El sacerdote dejó escapar el aliento, lentamente.
—Me había imaginado que le ocurría algo parecido.
—Así, puede usted cumplir con su obligación — continuó Blaine —. Tome agua bendita y rocíeme con ella, a ver si salgo convertido en una bocanada de humo sucio y negro.

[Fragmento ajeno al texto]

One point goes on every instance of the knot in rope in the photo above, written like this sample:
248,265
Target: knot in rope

—Equivoca usted mi propósito y mi actitud — dijo el padre Flanagan —. Si no existe el mal en esos poderes extranormales que le envían su mente a las estrellas, no habrá razón alguna tampoco para que exista incidentalmente en lo que usted haya podido absorber allá.
Y una mano cariñosa apretó el brazo de Blaine con fuerza y con sentimiento, a pesar de sus deformaciones propias de la senectud del anciano sacerdote.
—Usted goza de un gran poder — continuó el sacerdote —. Y un gran conocimiento. Usted tiene la obligación de usarlo para la gloria de Dios y para el bien de la humanidad. Yo, que sólo soy una débil voz, le pongo sobre los hombros esa responsabilidad y esa tarea a realizar. Esta carga no ha sido puesta con mucha frecuencia sobre un hombre y usted no puede reducirla a la nada y perder inútilmente sus facultades. No puede usar de esos poderes equivocadamente. Recuerde que le ha sido dado, quizá por la intervención de algún poder divino, aunque ni usted ni yo seamos capaces de comprender ahora y para un propósito que tampoco sabemos ninguno de los dos. Tales cosas no ocurren, hijo, por un simple juego de azar.
—El dedo de Dios — dijo Blaine con un gesto ambiguo.
—Sí, hijo, el dedo de Dios — afirmó convencido el padre Flanagan —. El dedo de Dios está apuntando a su corazón.
—No me había hecho semejante idea — dijo Blaine — y de habérmelo preguntado alguien, habría respondido seguramente que no. Y dígame, padre Flanagan, como otro nuevo favor de los que ya me ha hecho. Me dijo usted que me seguía hace tiempo. ¿Cómo ha podido seguirme la pista?
—¡Vaya, bendita sea su alma! — repuso el sacerdote—. Pensé que se lo habría imaginado. Para que lo sepa, hijo mío, yo soy uno de los vuestros. Soy también un seguidor de pistas ocultas bastante eficiente.